6. L’extension de l’UE mettra fin sur le territoire Européen à la géopolitique des Etats tampons. En clair la Russie aura une longue frontière commune avec l’UE. Cela rendra l’élaboration de bonnes relations avec la Russie, dans un esprit de coopération intense, d’autant plus nécessaire. La sécurité de l’Europe dépendra largement de l’efficacité d’un large partenariat avec la Russie, un peu à l’instar de la coopération structurée entre l’Otan et la Russie. Ce qui n’empêchera pas ce grand pays de se comporter de plus en plus en tant qui puissance Eurasiatique, plaque tournante entre l’Ouest et l’extrême Orient mais aussi passage obligé vers l’Asie centrale, la future nouvelle frontière du globe.

7. La lente constitution d’une pan-Europe est également de nature à réévaluer les relations du vieux continent avec les Etats-Unis. Ces relations doivent rester privilégiées bien que non exclusives.

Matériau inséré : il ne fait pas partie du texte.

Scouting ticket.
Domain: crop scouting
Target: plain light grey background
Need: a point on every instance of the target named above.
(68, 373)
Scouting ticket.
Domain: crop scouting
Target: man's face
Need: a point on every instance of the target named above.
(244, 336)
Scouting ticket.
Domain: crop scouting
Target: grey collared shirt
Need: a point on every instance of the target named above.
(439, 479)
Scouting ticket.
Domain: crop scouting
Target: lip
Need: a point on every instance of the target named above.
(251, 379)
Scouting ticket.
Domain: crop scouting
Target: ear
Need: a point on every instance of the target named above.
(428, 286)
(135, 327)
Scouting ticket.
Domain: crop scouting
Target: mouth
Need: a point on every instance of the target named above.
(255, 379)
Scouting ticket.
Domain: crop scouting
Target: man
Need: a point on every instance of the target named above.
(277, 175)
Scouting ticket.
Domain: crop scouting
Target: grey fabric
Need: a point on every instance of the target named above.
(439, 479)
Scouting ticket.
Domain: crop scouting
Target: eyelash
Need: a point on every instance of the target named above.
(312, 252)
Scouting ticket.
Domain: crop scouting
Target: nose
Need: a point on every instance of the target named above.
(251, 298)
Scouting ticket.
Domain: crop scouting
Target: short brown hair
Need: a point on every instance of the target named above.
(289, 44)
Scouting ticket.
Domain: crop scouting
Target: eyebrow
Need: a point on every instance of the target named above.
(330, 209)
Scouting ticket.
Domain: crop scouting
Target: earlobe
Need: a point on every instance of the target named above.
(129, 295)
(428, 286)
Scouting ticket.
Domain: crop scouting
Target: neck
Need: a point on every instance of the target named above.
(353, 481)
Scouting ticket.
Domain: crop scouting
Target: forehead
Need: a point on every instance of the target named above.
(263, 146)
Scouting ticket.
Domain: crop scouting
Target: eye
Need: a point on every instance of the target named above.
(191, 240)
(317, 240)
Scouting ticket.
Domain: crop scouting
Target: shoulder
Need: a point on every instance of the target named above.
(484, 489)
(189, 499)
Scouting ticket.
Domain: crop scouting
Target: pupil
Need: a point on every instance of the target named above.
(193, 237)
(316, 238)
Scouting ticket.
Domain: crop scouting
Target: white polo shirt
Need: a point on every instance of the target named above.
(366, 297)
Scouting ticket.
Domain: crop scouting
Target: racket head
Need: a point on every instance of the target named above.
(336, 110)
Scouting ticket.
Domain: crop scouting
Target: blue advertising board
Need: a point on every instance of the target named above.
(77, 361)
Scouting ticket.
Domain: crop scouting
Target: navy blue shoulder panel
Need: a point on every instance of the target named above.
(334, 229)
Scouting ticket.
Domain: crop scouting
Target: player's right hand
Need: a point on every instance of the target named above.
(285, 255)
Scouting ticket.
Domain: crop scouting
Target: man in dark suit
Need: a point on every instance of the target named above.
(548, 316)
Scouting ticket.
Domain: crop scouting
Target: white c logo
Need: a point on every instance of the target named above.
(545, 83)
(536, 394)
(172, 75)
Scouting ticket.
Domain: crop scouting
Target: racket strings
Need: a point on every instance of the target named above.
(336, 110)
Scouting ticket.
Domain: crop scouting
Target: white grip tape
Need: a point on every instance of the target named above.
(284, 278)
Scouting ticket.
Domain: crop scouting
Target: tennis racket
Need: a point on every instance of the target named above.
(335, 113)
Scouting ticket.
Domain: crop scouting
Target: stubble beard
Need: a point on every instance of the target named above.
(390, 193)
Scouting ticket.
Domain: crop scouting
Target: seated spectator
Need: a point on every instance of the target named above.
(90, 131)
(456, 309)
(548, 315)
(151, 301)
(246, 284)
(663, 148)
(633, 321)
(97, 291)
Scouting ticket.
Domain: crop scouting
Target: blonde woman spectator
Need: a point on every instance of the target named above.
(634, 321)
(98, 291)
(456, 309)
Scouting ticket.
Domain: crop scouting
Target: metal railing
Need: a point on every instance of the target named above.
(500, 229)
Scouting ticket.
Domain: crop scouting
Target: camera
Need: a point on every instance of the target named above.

Sur le plan de la sécurité l’alliance avec les Etats-Unis et le Canada demeure capitale dans un monde où le rétablissement et le maintien de la paix, sous mandat onusien, s’imposeront de plus en plus et où la dissuasion de l’agression reste salutaire (voir le Koweit). Mais la grande Europe devra certainement contribuer davantage - en hommes, en matériel et en argent - à l’effort de sécurisation internationale. Sur le plan économique la création progressive d’une vaste zone de libre-échange Atlantique avec le nouveau monde me paraît également hautement souhaitable, pourvu que les partenaires abandonnent toute velléité de protectionnisme déguisé.

Le vingtième siècle finissant se jette dans le troisième millénaire, comme le fleuve dans l’océan. Pour l’Europe le grand large se profile. Que le navire soit robuste!